A randomized clinical study from the New England School of Acupuncture (NESA) has proven the efficacy of acupuncture for the treatment of pain for patients with Gulf War Illness (GWI). Of the 85 subjects who completed the study, there was an average improvement of 9.4 points in the physical function of the test group and a pain reduction of 3.6 points. (Results were measured using the 36-Item Short Form Survey for physical function (SF-36P) and the McGill Pain Scale, and they were modeled using a generalized estimating equation (GEE) to determine correlation.)  Additionally, 96% of participating veterans reported the high usability of acupuncture and confidence in recommending it to a friend or family member.  Based on these results we can conclude that individualized treatment has provided significant relief in pain and physical disability for veterans with GWI.
The project was conducted by researchers from the University of Florida (Gainesville), Boston Veterans Healthcare System (Massachusetts), University of Texas (Austin), and the New England School of Acupuncture (Massachusetts). Funding for the research was provided by the US Department of Defense through the Congressionally Directed Medical Research Programs (CDMRP). The research award was supported by the Office of the Assistant Secretary of Defense for Health Affairs through the Gulf War Illness Research Program.
GWI is a Chronic Multisystem Illness (CMI) defined by the Center for Disease Control (CDC) as: “the report by a veteran of one or more chronic unexplained symptoms (present for 6 months or longer) in at least two of the following categories:  Fatigue.  Mood and cognition (symptoms of feeling depressed, difficulty in remembering or concentrating, feeling moody, feeling anxious, trouble in finding words, or difficulty in sleeping).  Musculoskeletal (symptoms of joint pain, joint stiffness, or muscle pain).” 
Veterans with GWI may also experience comorbid symptoms such as fibromyalgia, irritable bowel syndrome (IBS), digestive complaints, and mood disorders including: depression, post traumatic stress disorder (PTSD), and anxiety disorders.  GWI is known to be complex and poorly understood; its presentation is highly individualized and the symptoms are remarkably stable at 5 and 10 year follow-ups despite conventional medical treatments. 

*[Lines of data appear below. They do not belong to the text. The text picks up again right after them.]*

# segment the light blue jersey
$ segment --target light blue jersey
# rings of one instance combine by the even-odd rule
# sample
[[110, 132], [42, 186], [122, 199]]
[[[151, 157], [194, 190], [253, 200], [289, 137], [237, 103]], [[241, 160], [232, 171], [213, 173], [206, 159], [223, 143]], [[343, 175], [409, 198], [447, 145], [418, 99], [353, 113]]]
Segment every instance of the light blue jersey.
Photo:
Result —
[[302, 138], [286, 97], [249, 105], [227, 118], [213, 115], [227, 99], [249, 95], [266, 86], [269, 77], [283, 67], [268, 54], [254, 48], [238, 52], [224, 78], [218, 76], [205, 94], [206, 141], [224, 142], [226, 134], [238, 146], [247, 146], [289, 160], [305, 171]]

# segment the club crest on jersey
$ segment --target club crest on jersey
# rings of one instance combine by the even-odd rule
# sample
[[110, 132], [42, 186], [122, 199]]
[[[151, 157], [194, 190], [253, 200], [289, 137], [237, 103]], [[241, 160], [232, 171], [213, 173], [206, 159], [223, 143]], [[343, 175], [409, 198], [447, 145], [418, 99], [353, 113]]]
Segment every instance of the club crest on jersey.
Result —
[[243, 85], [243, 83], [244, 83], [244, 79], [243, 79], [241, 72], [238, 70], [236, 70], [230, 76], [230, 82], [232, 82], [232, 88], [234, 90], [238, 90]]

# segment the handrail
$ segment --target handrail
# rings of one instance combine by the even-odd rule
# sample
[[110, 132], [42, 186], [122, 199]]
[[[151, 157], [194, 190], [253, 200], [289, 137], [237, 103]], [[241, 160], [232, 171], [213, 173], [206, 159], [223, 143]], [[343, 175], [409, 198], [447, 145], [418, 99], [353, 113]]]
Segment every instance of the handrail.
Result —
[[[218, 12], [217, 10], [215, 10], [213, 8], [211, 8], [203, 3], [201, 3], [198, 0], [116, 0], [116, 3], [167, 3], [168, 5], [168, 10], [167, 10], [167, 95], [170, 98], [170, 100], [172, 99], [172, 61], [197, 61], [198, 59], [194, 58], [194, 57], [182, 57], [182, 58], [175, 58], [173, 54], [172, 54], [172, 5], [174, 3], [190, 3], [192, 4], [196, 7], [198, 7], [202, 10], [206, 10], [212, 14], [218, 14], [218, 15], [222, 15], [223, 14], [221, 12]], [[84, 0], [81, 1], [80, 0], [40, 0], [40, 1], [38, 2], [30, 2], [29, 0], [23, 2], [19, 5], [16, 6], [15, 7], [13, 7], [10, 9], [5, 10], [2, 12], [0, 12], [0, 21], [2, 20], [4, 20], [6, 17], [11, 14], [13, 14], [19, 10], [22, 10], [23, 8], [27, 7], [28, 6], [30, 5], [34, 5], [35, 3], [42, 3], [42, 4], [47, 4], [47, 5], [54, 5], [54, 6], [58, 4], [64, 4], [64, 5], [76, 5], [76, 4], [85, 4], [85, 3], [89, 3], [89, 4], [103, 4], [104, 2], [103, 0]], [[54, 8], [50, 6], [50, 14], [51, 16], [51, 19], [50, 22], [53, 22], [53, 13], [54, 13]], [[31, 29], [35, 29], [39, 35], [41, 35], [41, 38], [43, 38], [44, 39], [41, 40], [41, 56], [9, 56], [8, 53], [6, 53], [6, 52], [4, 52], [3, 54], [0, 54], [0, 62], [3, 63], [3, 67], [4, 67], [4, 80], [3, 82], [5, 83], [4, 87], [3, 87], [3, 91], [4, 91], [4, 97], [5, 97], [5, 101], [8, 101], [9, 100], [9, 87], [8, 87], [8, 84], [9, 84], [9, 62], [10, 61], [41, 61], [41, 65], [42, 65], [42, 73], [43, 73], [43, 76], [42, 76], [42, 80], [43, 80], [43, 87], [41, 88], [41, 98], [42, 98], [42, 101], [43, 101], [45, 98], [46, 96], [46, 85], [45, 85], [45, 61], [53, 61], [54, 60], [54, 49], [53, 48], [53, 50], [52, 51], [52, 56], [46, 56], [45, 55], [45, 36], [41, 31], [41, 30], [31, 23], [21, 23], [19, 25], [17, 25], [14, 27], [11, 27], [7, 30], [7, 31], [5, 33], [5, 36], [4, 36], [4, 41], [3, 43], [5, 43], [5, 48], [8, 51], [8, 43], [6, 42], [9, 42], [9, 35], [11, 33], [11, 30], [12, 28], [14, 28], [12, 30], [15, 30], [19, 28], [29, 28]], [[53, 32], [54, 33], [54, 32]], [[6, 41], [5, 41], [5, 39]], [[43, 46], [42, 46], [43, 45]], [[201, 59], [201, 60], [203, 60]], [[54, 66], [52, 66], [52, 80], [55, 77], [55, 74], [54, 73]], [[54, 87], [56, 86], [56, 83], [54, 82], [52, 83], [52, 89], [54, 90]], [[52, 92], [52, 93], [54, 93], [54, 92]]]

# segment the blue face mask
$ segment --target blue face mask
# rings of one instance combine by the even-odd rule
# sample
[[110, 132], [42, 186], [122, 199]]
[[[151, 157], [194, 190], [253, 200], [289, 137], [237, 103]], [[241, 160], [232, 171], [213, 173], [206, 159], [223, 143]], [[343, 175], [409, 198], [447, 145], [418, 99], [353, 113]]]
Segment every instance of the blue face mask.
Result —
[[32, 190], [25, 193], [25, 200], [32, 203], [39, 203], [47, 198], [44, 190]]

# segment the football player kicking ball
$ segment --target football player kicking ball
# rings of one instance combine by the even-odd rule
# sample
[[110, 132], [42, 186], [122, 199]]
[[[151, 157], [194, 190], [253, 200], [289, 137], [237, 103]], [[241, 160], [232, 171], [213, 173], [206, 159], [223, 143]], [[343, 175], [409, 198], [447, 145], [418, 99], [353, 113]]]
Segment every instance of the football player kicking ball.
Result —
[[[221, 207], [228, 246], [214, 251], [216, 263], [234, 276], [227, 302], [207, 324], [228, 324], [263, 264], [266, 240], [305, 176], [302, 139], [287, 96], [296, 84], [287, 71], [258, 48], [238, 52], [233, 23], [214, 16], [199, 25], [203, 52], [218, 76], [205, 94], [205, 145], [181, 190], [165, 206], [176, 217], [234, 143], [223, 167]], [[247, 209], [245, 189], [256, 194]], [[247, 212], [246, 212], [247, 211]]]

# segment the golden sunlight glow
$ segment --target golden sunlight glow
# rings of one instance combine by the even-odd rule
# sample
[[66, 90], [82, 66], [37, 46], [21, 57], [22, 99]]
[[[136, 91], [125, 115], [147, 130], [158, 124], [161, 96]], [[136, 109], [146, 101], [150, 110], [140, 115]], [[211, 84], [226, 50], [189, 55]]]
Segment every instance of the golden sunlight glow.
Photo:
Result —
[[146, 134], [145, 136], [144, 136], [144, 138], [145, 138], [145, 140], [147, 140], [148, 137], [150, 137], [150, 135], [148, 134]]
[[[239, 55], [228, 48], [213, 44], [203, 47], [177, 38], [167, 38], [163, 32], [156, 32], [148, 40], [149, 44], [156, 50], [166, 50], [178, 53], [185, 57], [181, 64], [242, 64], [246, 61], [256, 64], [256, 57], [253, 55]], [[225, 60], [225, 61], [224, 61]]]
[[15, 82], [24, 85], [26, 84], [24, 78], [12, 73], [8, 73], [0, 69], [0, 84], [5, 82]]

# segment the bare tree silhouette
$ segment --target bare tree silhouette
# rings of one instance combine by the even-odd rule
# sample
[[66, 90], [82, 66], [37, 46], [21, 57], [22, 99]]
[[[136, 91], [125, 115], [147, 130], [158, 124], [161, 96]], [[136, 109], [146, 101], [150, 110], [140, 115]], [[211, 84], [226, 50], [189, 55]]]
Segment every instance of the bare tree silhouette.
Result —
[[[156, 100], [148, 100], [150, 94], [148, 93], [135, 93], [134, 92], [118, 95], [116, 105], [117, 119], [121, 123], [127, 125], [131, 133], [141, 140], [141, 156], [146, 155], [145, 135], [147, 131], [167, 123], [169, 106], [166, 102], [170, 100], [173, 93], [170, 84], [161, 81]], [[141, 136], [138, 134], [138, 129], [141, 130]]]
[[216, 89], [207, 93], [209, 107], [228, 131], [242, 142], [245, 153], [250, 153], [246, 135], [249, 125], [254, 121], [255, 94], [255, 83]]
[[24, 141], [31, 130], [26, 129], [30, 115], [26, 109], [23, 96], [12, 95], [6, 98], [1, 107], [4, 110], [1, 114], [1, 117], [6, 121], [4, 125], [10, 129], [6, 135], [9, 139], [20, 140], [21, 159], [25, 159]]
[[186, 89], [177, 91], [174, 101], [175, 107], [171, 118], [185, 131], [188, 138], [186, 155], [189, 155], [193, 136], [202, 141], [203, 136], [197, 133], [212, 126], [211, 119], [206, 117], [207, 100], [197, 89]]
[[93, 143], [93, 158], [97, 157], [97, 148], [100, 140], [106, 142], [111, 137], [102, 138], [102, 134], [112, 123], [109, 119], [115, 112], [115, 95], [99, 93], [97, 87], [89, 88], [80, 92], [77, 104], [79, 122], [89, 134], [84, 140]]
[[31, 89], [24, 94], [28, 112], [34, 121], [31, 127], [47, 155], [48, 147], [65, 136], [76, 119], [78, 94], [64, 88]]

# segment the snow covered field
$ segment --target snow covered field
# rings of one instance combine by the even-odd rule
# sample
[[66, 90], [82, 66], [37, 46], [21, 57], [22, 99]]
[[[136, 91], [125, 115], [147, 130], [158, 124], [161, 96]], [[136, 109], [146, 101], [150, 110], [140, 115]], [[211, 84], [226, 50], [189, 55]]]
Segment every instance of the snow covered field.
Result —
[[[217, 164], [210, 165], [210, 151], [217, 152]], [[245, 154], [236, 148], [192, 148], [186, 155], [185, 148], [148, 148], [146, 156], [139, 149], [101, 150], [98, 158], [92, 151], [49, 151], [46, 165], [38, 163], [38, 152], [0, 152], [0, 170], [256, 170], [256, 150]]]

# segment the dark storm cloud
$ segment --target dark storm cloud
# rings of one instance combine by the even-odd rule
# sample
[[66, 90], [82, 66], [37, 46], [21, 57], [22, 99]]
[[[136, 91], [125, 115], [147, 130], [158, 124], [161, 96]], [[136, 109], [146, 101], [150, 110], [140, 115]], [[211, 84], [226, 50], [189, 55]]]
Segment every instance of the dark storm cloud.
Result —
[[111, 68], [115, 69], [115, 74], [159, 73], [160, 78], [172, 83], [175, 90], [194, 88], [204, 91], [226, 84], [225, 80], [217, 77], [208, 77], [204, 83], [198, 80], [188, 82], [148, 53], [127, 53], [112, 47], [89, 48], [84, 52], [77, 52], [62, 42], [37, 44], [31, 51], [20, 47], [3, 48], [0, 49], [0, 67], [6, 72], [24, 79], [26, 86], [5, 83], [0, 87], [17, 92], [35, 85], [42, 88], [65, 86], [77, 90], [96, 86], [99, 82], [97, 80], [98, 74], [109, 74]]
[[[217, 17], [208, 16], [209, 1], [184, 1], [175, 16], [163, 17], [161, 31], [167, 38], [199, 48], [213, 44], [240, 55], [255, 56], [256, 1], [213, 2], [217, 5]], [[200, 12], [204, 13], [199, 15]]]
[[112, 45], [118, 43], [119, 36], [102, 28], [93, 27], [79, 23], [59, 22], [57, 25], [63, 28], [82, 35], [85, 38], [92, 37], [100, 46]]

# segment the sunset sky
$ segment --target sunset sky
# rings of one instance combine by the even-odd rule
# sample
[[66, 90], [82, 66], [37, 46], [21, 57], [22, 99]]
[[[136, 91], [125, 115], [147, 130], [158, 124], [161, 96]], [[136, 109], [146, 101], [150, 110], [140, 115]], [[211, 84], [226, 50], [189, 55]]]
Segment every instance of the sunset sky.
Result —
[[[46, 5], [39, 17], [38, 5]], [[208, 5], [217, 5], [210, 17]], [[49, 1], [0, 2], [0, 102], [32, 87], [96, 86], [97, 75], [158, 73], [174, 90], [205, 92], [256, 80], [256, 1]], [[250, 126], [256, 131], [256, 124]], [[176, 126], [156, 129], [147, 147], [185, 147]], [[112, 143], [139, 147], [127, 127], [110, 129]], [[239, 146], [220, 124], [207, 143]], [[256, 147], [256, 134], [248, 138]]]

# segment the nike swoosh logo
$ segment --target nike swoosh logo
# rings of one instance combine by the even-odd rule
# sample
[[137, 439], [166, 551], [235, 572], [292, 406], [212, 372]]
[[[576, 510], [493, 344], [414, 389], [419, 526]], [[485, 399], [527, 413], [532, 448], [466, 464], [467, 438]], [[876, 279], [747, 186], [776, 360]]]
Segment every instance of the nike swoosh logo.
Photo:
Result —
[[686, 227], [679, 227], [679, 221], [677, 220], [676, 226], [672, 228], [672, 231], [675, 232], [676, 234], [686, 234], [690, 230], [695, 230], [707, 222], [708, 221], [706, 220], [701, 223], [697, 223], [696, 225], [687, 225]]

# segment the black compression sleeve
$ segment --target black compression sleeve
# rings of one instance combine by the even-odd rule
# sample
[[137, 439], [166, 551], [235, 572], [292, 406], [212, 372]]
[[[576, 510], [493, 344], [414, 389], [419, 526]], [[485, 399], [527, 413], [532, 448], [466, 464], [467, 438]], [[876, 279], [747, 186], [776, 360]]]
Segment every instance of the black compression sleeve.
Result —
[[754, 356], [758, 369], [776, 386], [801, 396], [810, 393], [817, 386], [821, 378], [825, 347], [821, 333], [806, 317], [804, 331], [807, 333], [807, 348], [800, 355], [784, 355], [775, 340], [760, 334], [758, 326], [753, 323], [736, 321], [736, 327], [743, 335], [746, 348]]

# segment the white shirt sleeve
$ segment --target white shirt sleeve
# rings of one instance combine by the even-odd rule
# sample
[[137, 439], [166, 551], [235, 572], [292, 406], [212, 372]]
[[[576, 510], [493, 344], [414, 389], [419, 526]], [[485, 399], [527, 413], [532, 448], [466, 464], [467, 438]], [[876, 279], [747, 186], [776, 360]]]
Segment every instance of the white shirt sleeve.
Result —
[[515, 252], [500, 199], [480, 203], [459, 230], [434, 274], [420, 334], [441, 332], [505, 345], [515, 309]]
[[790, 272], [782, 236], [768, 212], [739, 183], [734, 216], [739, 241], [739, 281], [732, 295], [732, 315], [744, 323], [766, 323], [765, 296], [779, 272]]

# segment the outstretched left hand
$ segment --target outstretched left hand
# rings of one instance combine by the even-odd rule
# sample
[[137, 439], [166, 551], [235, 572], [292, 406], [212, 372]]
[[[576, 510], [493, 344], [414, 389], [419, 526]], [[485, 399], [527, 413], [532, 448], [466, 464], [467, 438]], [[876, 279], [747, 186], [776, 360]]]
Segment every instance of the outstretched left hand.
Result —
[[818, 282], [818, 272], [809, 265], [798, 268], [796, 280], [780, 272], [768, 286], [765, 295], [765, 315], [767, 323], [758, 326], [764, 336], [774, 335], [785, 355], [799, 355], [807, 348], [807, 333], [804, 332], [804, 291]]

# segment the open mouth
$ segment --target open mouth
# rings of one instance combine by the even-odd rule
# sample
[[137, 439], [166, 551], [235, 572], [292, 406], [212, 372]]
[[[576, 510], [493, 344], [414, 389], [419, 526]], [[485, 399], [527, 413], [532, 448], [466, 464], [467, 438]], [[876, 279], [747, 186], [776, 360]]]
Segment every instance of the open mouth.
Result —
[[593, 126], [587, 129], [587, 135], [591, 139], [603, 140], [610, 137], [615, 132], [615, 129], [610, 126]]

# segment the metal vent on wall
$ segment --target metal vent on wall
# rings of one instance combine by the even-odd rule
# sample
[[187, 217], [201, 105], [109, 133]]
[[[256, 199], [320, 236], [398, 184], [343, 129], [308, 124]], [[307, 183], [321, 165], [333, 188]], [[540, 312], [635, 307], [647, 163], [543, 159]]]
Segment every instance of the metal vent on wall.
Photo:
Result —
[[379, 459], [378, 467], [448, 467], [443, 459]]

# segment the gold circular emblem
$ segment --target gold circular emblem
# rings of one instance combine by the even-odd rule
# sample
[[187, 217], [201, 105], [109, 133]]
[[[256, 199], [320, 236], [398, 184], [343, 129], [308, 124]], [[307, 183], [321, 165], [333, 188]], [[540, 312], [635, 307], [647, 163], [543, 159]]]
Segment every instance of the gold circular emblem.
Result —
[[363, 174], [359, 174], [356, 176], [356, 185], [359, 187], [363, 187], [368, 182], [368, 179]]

Subjects included in this study were deployed to the Gulf Theater (as defined by 38 CFR 3.317) during the years 1990 – 1991, and have GWI as defined by the CDC. The reasons for excluding potential subjects included: an inability to complete the protocol, having another disease that could account for symptoms, and severe psychiatric illness.  The subjects were randomized into two groups; the first group received acupuncture twice a week for 6 months, and the second group went on a wait-list for 2 months, followed by weekly acupuncture treatments for 4 months. This test was designed with an active control group to maximize internal validity as well as to provide preliminary data on minimal effective dosage for treatment.  The acupuncturists chosen to conduct the study practiced at thirty treatment sites within 100 miles of the study offices; this design allowed the veterans to receive treatment near where they live and work, and was chosen to improve adherence to the treatment protocol.
While this study specifically tests how acupuncture improves physical function and pain using the well-validated SF-36P and McGill Pain scales, there are many studies that address the efficacy of acupuncture for the treatment of other aspects of GWI, as well as commonly comorbid symptoms.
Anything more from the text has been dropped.